Monday, July 7, 2014


               
                   Love Contracts are good business in good faith. How can we fail? A dear friend asked me to write up a list of things I really want from my perfect lover. I argued it was a "Devil's Bargain" and that any one who meets all my standards is way too good for me. (Be careful what you wish for.) As I've already mentioned, I'm always dating out of my league. I don't buy the either or, "Give them a choice of two," nonsense. I want potential partners, not ownership. I've asked many different people about this magical "Wish Fulfilling Gem" and I got lots of different responses. One friend said he would always be disappointed if he thought that much about "shopping" for perfect spouses. Another woman flat out just said "Writing up a profile requesting that the universe bring her that frog prince, doesn't work." And that she had tried it several times. I went back to my friend and told him that, "YOU MUST ASK FOR EXACTLY WHAT YOU WANT." (Information is golden.) He confessed that the whole strategy has brought him less than perfect results. (Most big guys have very weak fragile egos and are not effectively assertive, and like most people we may not be honest with ourselves.)

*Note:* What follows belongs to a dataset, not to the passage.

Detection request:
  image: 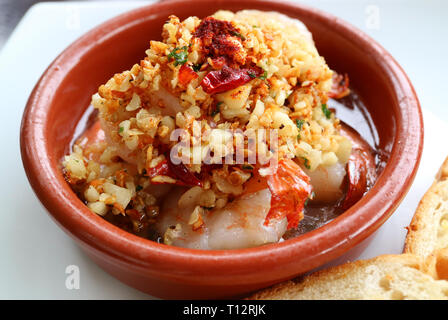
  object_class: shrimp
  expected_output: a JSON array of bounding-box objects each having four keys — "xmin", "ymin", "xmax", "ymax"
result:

                  Because of our societies perverse obsession with class and money, the thought of contracting for love is regarded with an understandable hostility. "Where is the passion?" is a common reaction. However failing to be assertive in the process of contracting for love is by far the most common mistake we often make. We commit too early and or never at all. Even pick up artists know that they have to commit to the seduction, if they want to get laid. (Blech!) That almost all people obsess in love is probably the reason why Men and Women are expected to lie evasively to each other, sooner or later. No one is going to be totally rational at the feet of a budding love relation, but there is a lot to be said for a serious attempt at rational subjectivity.

                  As you have been reading along you have probably noticed that I am robbing the Games Theorists blind. Games theorists, through mass media, special interests, wedge politics and pornography, have been robbing each and every one of us. We as society have been told what (and who) it is that we are supposed to want. And, we are told that our choices have already been made for us and that we want whatever it is that is getting sold to us. A Point of Sale. We consumers are expected to buy in. My research says that our Opinion Biases have an aesthetic. Only those of you who choose to "Read" know what I'm selling. And in fact this is a "Give Away Dance." How can I fail? I'm playing the good game. I'm not selling any persuasion. (But maybe I should, people often don't value what is free. But then again you are elite Readers.)  Contract for love in all your business, friendships and love.